By Jonathan Landay

WASHINGTON - Scores of lawmakers from U.S. President Joe Biden's Democratic Party told him on Friday that they believe there is sufficient evidence to show that Israel has violated U.S. law by restricting humanitarian aid flows into war-stricken Gaza.

A letter to Biden signed by 86 House of Representatives Democrats said Israel's aid restrictions "call into question" its assurances that it was complying with a U.S. Foreign Assistance Act provision requiring recipients of U.S.-funded arms to uphold international humanitarian law and allow free flows of U.S. assistance.

Such written assurances were mandated by a national security memorandum that Biden issued in February after Democratic lawmakers began questioning if Israel was upholding international law in its Gaza operations.

The lawmakers said the Israeli government had resisted repeated U.S. requests to open enough sea and land routes for aid to Gaza, and cited reports that it failed to allow in enough food to avert famine, enforced "arbitrary restrictions" on aid and imposed an inspection system that impeded supplies.

"We expect the administration to ensure (Israel's) compliance with existing law and to take all conceivable steps to prevent further humanitarian catastrophe in Gaza," the lawmakers wrote.

Biden's memorandum requires that Secretary of State Antony Blinken report to Congress by Wednesday on whether he finds credible Israel's assurances that its use of U.S. arms adheres to international law.

At least four State Department bureaus advised Blinken last month that they found Israel's assurances "neither credible nor reliable."

If Israel's assurances are questioned, Biden would have the option to "remediate" the situation through actions ranging from seeking fresh assurances to suspending U.S. arms transfers, according to the memorandum.

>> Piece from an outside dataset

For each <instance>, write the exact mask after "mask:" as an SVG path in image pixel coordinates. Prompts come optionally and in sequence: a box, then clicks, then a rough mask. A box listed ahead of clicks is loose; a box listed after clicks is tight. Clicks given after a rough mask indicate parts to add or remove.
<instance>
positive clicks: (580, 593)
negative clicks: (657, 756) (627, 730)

Israel denies violating international law and limiting aid in its war against Gaza's ruling Hamas militants, which was triggered by their Oct. 7 onslaught into Israel in which they killed more than 1,200 people and seized more than 200 hostages.

More than 34,000 Palestinians have died in nearly seven months of fighting, according to Gaza's health ministry, which has devastated the coastal enclave and left most of the population of 2.3 million displaced amid dire food and water shortages.

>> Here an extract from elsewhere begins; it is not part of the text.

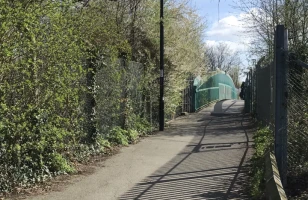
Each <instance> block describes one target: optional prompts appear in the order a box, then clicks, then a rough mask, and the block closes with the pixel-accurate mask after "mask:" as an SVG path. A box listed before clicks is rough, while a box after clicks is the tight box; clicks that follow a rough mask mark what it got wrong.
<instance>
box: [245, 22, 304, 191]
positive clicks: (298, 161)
mask: <svg viewBox="0 0 308 200" xmlns="http://www.w3.org/2000/svg"><path fill="white" fill-rule="evenodd" d="M277 32H278V33H277ZM279 34H280V35H279ZM275 37H276V43H275V45H276V46H275V57H274V59H267V60H266V59H265V57H263V58H261V59H260V60H259V62H258V63H257V64H256V66H255V67H254V68H252V69H251V70H250V71H249V72H248V74H247V79H246V81H245V110H246V112H250V113H252V114H254V115H255V117H256V119H257V120H258V121H259V122H261V123H262V124H263V125H265V126H269V127H270V129H271V130H272V131H273V133H274V137H275V141H274V144H273V147H274V151H275V156H276V159H277V164H278V168H279V172H280V176H281V179H282V183H283V185H284V186H287V185H288V186H289V187H290V183H291V182H293V181H294V177H295V176H296V177H300V176H301V175H302V174H304V173H306V174H307V173H308V145H307V144H308V95H307V94H308V71H307V70H308V65H307V64H306V63H304V62H302V61H301V60H299V59H297V58H296V55H295V54H292V53H290V52H289V51H288V45H287V44H288V43H287V31H286V30H285V29H284V26H282V25H279V26H277V29H276V35H275ZM287 176H288V177H289V178H290V181H288V182H287ZM289 178H288V180H289ZM307 180H308V179H307ZM303 184H307V185H308V181H305V182H303Z"/></svg>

U.N. World Food Program Executive Director Cindy McCain told NBC News that there was now "full-blown famine" in northern Gaza.

In excerpts of an interview to be aired on Sunday on Meet the Press, McCain told NBC that she hoped for a ceasefire accord so that more aid could be delivered faster.
"There is famine – full-blown famine – in the north, and it's moving its way south.

And so what we're asking for and what we've continually asked for is a ceasefire and the ability to have unfettered access," said McCain, the widow of the late Senator John McCain.

U.S. officials say that while Israeli Prime Minister Benjamin Netanyahu's government has taken steps that have boosted aid deliveries, the amounts remain insufficient.

The lawmakers also condemned Hamas' Oct. 7 attack in their letter, endorsed Israel's right to exist and expressed support for U.S. efforts to broker a ceasefire and a second hostage release.

Israel, they noted, recently opened more aid routes and crossing points into Gaza that have allowed in more aid trucks.

But the lawmakers expressed "serious concerns" over Israel's conduct of the war "as it pertains to the deliberate withholding of humanitarian aid."

They urged Biden "to make clear" to Netanyahu "that so long as Israel restricts, directly or indirectly" aid to Gaza "the Israeli government is risking its eligibility for further offensive security assistance from the U.S."